This is the repo for the 🐬 Echopod - Companion Chatbot project, which aims to facilitate community participation in building largest publicly available conversational-style parallel dataset between English and Burmese.
Contribute to the 🐬 Echopod Dataset project by following the link: 🐬 Echopod - Companion Chatbot.
The current 🐬 Echopod - Companion Chatbot is designed to engage the Burmese community in collaborative annotation of the 🐬 Echopod Dataset. It allows users to contribute translations from English to Burmese and score the quality of existing translations through a user-friendly interface accessible via Telegram app. This approach enables faster involvement compared to traditional PC annotation tools, making it more accessible for a wider range of contributors, including those who may have skipped the computer era.
The 🐬 Echopod - Companion Chatbot is still under development, and there are limitations that have to be addressed. We encourage users to provide feedback and report any issues or suggestions for improvements to help refine the chatbot and enhance the overall annotation experience.
Our initial release contains the source code, setup instructions, and usage guidelines for the chatbot. We intend to continuously update and improve the chatbot based on user feedback and the evolving needs of the 🐬 Echopod Dataset project.
Please read our project overview for more details about the 🐬 Echopod Dataset project and our vision for creating the largest publicly available conversational-style parallel dataset between English and Burmese.
- Contribution mode: Users can translate English sentences to Burmese.
- Voting mode: Users can rate the quality of English-Burmese sentence pairs on a scale of 1-5.

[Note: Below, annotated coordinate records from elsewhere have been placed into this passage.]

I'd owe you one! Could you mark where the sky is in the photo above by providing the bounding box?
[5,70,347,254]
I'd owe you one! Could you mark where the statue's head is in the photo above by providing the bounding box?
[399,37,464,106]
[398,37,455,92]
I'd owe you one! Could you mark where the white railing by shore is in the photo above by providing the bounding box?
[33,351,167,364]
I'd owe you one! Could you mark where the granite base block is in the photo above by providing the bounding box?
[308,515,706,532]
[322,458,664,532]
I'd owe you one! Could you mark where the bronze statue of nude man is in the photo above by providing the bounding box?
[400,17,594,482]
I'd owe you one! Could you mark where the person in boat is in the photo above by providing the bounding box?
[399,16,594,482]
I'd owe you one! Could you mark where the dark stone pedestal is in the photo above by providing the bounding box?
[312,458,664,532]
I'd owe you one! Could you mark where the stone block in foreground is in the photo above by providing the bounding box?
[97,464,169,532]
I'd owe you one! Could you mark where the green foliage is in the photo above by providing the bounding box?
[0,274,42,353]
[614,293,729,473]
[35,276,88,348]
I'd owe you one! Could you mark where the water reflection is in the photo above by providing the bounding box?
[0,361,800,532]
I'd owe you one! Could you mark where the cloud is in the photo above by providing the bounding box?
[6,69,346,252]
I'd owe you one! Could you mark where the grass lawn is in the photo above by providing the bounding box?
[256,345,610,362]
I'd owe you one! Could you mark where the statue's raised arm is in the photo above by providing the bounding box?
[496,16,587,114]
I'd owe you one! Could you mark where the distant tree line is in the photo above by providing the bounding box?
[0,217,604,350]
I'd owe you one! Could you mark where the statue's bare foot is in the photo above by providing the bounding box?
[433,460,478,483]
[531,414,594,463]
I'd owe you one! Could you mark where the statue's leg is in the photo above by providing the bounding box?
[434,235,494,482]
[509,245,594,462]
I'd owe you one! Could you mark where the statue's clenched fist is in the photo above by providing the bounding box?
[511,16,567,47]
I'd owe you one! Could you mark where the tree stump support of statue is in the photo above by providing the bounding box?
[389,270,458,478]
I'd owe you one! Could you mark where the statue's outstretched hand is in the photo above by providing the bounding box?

- Leaderboard: Displays the top 10 contributors based on their contribution count.
Automatic removal of low-quality translations: Translations with a score below 3 are removed and made available for contribution again.
Running the code To set up the Echopod chatbot for your own project, follow these steps:
-
Clone the repository:
git clone https://github.com/baseresearch/echopod-companion-chatbot.git
-
Set up the PostgreSQL database:
- Create a new PostgreSQL database for the chatbot.
- Execute the SQL commands in the
setup.sql
file to create the necessary tables and indexes.
-
Configure the bot:
- Create a
.env
file in the project root directory. - Add the following environment variables to the
.env
file:TELEGRAM_BOT_TOKEN
=your_telegram_bot_tokenDB_NAME
=your_database_nameDB_USER
=your_database_userDB_PASSWORD
=your_database_passwordDB_HOST
=your_database_host
- Replace the placeholders with your actual values.
- Create a
-
Install the required dependencies:
pip install python-telegram-bot python-telegram-bot[job-queue] psycopg2-binary python-dotenv
-
Run the bot:
python bot.py
Make sure you have Python and PostgreSQL installed on your system before running the bot.
- Start a conversation with the bot on Telegram.
- Use the
/start
command to begin and choose a mode (/contribute
or/vote
). - In contribution mode, the bot will send you an English sentence to translate. Provide your Burmese translation as a reply.
- In voting mode:
- On your first vote, the bot will show you the voting rules.
- Click "OK" to start voting.
- The bot will send you an English-Burmese translation pair.
- Rate the quality of the translation on a scale of 1-5.
- Use the
/leaderboard
command to view the top 10 contributors.
Contributions are welcome! If you find any issues or have suggestions for improvements, please open an issue or submit a pull request.
The 🐬 Echopod - Companion Chatbot is developed and maintained by the team at Base Technology.
Please cite the repo if you use the code or resources from this project.
@misc{echopod-chatbot,
author = {Swan Htet Aung, Base Technology},
title = {🐬 Echopod - Companion Chatbot},
year = {2023},
publisher = {GitHub},
journal = {GitHub repository},
howpublished = {\url{https://github.com/baseresearch/echopod-companion-chatbot}},
}
We thank all the contributors and community members who have supported and participated in the 🐬 Echopod Dataset project. Your contributions are invaluable in creating the largest publicly available conversational-style parallel dataset between English and Burmese.
This project is licensed under the Apache-2.0 license.
The 🐬 Echopod Dataset project aims to create the largest publicly available conversational-style parallel dataset between English and Burmese. Base Technology is developing this dataset from the ground up by collecting conversational-style data from various sources, including movie subtitles, novel dialogs, wikipedia articles, and more. The collected data undergoes machine translation using 🐬 Echopod's translation model, and the community is invited to contribute to the refinement and validation of the translations.